Al Jazeera Journalism Review

outside image
Delhi Police arrest Founder and Editor-in-Chief of Newsclick, Prabir Purkayastha, at his office on October 3, 2023 in New Delhi, India [Raj K Raj/Hindustan Times via Getty Images]

How the New York Times fuelled a crackdown on journalists in India

Vague reporting and a piece ‘laden with innuendo’ by the New York Times gave Indian authorities the excuse they needed to crack down on news website Newsclick


On the morning of October 3, New Delhi police raided the homes and offices of more than three dozen journalists and executives associated with NewsClick, a privately funded news portal, and arrested its editor, Prabir Purakayastha, and the head of the Human Rights department, Amit Chakraborty. 

The action came more than a month after the police in New Delhi registered a case against the portal, under India’s anti-terror law, the Unlawful Activities Prevention Act.
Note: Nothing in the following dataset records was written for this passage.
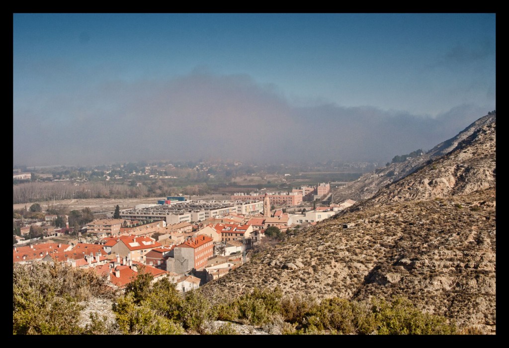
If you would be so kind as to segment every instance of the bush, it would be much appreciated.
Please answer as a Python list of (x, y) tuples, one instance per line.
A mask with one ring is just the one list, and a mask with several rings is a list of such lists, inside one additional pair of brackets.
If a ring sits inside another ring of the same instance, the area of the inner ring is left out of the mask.
[(212, 333), (212, 335), (237, 335), (237, 331), (233, 328), (231, 323), (223, 324)]
[(280, 312), (282, 297), (282, 292), (279, 287), (274, 290), (255, 288), (237, 300), (239, 317), (252, 325), (268, 323), (273, 315)]
[[(83, 276), (83, 278), (81, 278)], [(13, 270), (13, 333), (72, 335), (83, 306), (78, 301), (90, 296), (81, 270), (57, 264), (15, 265)]]
[(124, 335), (175, 335), (184, 331), (180, 324), (157, 314), (150, 307), (138, 305), (132, 293), (119, 298), (113, 305), (117, 326)]
[(396, 297), (392, 302), (373, 302), (378, 333), (380, 335), (452, 335), (454, 324), (442, 316), (423, 313), (407, 299)]
[(204, 333), (205, 324), (213, 314), (210, 304), (199, 289), (186, 293), (180, 311), (184, 327), (200, 333)]
[(183, 300), (182, 294), (175, 284), (165, 278), (153, 284), (142, 304), (156, 311), (158, 315), (177, 321), (180, 317)]

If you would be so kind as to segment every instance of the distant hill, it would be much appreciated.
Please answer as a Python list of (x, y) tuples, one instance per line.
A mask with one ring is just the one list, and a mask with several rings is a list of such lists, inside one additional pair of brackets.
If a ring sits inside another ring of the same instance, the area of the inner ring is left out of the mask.
[(426, 158), (391, 165), (397, 174), (376, 173), (361, 193), (372, 198), (255, 253), (204, 292), (401, 295), (460, 327), (495, 333), (495, 115), (484, 117)]
[(391, 163), (385, 168), (376, 169), (374, 172), (364, 174), (346, 186), (335, 189), (333, 196), (338, 203), (350, 198), (360, 201), (373, 197), (382, 187), (404, 178), (430, 160), (436, 159), (450, 152), (460, 142), (471, 135), (480, 127), (495, 122), (494, 113), (486, 115), (472, 123), (456, 136), (441, 142), (422, 156), (413, 157), (404, 162)]

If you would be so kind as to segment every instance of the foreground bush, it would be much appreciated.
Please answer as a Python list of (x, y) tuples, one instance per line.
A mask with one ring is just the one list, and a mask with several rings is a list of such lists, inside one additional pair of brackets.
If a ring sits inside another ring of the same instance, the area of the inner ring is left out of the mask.
[(374, 300), (373, 311), (380, 335), (453, 335), (454, 324), (443, 316), (423, 313), (407, 299), (395, 297), (392, 302)]

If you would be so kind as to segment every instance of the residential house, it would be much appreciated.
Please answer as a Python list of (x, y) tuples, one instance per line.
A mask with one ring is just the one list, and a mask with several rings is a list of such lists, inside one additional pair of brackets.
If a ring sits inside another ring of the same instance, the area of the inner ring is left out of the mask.
[(207, 272), (207, 281), (215, 280), (221, 278), (235, 268), (233, 263), (226, 262), (205, 268)]
[(32, 244), (26, 246), (13, 247), (14, 263), (28, 263), (40, 260), (48, 254), (68, 251), (72, 249), (69, 244), (57, 243), (44, 243)]
[[(153, 238), (135, 236), (120, 236), (111, 248), (111, 253), (127, 256), (133, 261), (145, 262), (145, 255), (150, 250), (161, 246)], [(108, 243), (106, 243), (107, 244)]]
[(207, 225), (201, 229), (197, 231), (196, 235), (198, 236), (208, 236), (212, 239), (214, 243), (221, 241), (220, 231), (218, 231), (218, 230), (214, 228), (211, 224)]
[(201, 281), (199, 278), (192, 275), (188, 276), (178, 280), (175, 288), (184, 293), (190, 291), (200, 287)]
[(95, 219), (87, 224), (87, 231), (99, 237), (119, 235), (120, 227), (125, 220), (123, 219)]
[(166, 260), (166, 271), (180, 274), (193, 269), (203, 269), (214, 254), (213, 243), (210, 237), (199, 236), (177, 245), (173, 249), (174, 257)]

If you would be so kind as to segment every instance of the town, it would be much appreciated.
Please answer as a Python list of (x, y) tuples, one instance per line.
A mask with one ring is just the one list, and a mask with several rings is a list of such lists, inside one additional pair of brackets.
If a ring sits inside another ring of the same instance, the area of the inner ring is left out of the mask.
[[(13, 262), (93, 269), (120, 289), (143, 269), (154, 281), (166, 277), (189, 291), (248, 262), (257, 245), (313, 226), (356, 202), (330, 203), (331, 195), (330, 184), (322, 183), (291, 192), (236, 192), (222, 200), (168, 196), (132, 209), (118, 205), (82, 227), (73, 222), (75, 217), (46, 214), (35, 204), (26, 218), (15, 212)], [(69, 244), (51, 242), (65, 236), (71, 238)]]

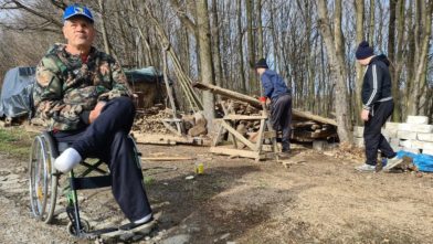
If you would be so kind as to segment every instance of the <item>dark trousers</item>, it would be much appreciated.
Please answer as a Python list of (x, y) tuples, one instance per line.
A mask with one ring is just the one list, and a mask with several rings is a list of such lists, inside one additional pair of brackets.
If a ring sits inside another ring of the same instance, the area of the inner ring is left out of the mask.
[(283, 95), (272, 102), (271, 124), (276, 131), (283, 130), (283, 151), (291, 150), (292, 96)]
[(73, 142), (82, 158), (96, 157), (108, 165), (113, 195), (126, 218), (139, 220), (151, 213), (134, 142), (128, 138), (135, 107), (130, 98), (109, 100), (97, 119), (81, 131), (54, 134), (59, 142)]
[(390, 144), (381, 134), (382, 126), (387, 119), (392, 115), (394, 103), (387, 100), (377, 103), (371, 107), (368, 121), (365, 123), (363, 140), (366, 144), (366, 163), (376, 166), (378, 160), (378, 150), (387, 158), (395, 156)]

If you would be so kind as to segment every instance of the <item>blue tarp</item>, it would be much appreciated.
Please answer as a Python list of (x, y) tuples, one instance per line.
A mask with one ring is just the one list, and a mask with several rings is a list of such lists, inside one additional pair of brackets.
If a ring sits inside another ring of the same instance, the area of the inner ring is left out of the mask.
[(162, 73), (152, 66), (139, 70), (125, 71), (129, 83), (161, 83), (163, 82)]
[(398, 158), (403, 158), (404, 156), (413, 159), (413, 165), (416, 166), (418, 170), (433, 172), (433, 155), (415, 155), (403, 150), (397, 152)]
[(31, 109), (35, 67), (14, 67), (6, 73), (0, 96), (0, 117), (19, 117)]

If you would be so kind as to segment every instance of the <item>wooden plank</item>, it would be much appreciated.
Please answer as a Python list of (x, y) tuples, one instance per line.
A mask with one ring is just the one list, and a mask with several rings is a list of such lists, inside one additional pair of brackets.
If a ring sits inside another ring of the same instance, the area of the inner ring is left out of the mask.
[(257, 138), (257, 141), (256, 141), (256, 150), (257, 151), (261, 151), (262, 150), (262, 145), (263, 145), (263, 134), (264, 134), (264, 129), (265, 129), (265, 126), (266, 126), (266, 121), (265, 121), (265, 119), (262, 119), (261, 121), (260, 121), (260, 129), (258, 129), (258, 138)]
[[(252, 96), (247, 96), (247, 95), (236, 93), (236, 92), (233, 92), (230, 89), (221, 88), (219, 86), (211, 85), (208, 83), (193, 83), (192, 86), (196, 88), (199, 88), (199, 89), (208, 89), (211, 93), (220, 94), (221, 96), (224, 96), (224, 97), (229, 97), (229, 98), (236, 99), (236, 100), (242, 100), (242, 102), (249, 103), (251, 106), (253, 106), (255, 108), (263, 109), (262, 103)], [(329, 124), (332, 126), (337, 126), (337, 121), (335, 119), (325, 118), (325, 117), (321, 117), (318, 115), (313, 115), (311, 113), (308, 113), (308, 112), (300, 112), (295, 108), (292, 109), (292, 115), (294, 117), (311, 119), (315, 121), (319, 121), (321, 124)]]
[(147, 161), (182, 161), (182, 160), (194, 160), (191, 157), (152, 157), (152, 158), (141, 158), (141, 160)]
[(223, 130), (223, 127), (220, 125), (220, 127), (218, 128), (218, 134), (216, 134), (215, 138), (213, 138), (212, 147), (215, 147), (218, 145), (218, 142), (220, 141), (222, 130)]
[(274, 137), (276, 137), (276, 131), (275, 130), (264, 131), (263, 132), (263, 139), (272, 139)]
[(211, 147), (210, 152), (218, 155), (228, 155), (228, 156), (239, 156), (243, 158), (252, 158), (252, 159), (265, 159), (265, 155), (260, 153), (258, 151), (247, 151), (241, 149), (233, 148), (223, 148), (223, 147)]
[(223, 120), (258, 120), (258, 119), (267, 119), (267, 116), (261, 116), (261, 115), (226, 115), (222, 119)]
[(178, 137), (178, 136), (165, 135), (165, 134), (144, 135), (141, 132), (137, 132), (136, 130), (133, 130), (131, 134), (133, 134), (133, 137), (136, 139), (137, 144), (156, 144), (156, 145), (188, 144), (188, 145), (203, 145), (203, 141), (200, 141), (197, 138), (191, 138), (191, 137)]
[[(173, 127), (171, 127), (170, 124), (168, 124), (165, 119), (161, 119), (162, 125), (170, 130), (172, 134), (177, 135), (177, 136), (182, 136), (182, 134), (180, 132), (180, 127), (178, 127), (179, 130), (176, 130)], [(176, 123), (178, 124), (178, 123)]]
[(221, 121), (221, 126), (223, 126), (225, 129), (228, 129), (230, 134), (232, 134), (236, 139), (239, 139), (242, 144), (244, 144), (251, 150), (256, 150), (255, 146), (249, 139), (246, 139), (244, 136), (242, 136), (240, 132), (237, 132), (229, 124), (226, 124), (225, 121)]

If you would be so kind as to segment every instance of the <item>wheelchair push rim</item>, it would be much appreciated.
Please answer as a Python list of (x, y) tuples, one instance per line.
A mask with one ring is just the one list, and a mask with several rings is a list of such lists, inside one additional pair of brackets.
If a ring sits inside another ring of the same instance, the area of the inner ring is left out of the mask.
[(47, 139), (36, 136), (30, 152), (30, 203), (33, 215), (50, 223), (54, 215), (57, 194), (57, 177), (52, 166), (52, 147)]

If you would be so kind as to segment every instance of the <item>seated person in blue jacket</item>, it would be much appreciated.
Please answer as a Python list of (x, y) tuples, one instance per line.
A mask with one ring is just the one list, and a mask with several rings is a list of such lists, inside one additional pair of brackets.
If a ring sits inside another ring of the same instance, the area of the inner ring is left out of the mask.
[(36, 116), (59, 142), (72, 142), (54, 167), (68, 172), (82, 159), (102, 159), (130, 227), (150, 222), (142, 174), (128, 139), (135, 107), (126, 76), (116, 60), (93, 46), (96, 30), (89, 9), (68, 6), (63, 23), (67, 43), (55, 44), (42, 57), (33, 92)]
[(287, 157), (291, 150), (292, 94), (283, 77), (270, 70), (266, 60), (261, 59), (255, 64), (260, 75), (263, 95), (271, 100), (271, 124), (276, 131), (283, 131), (282, 156)]

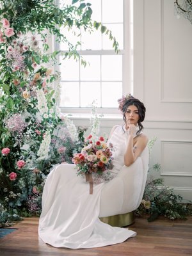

The police charged the outlet and its executives of fomenting criminal conspiracy and funding terror activities in the country. 

The case followed an investigative report by the New York Times which alleged that Newsclick was part of a network of media outlets that received money from a business run by an American entrepreneur, Neville Roy Singham, with alleged links to the Chinese government, with the aim of promoting pro-China propaganda. Journalists close to the power corridors cited anonymous officials saying that the police action against Newsclick was prompted directly by the New York Times story, which had been published on August 5. 

NewsClick 1
The New York Times's investigation which was published on August 5, just two months before Indian authorities raided Newsclick in New Delhi

The story highlighted the role of the network in creating a shield around the Chinese government from criticism over its repression of Uyghur Muslims in Xinjiang region. But the Indian government has no love lost for Muslims, either in China or in India. The condition of Muslims in India under Modi is for everyone to see. News reports of  violence by police and Hindutva mobs against ordinary Muslims frequently dominate headlines in the country. 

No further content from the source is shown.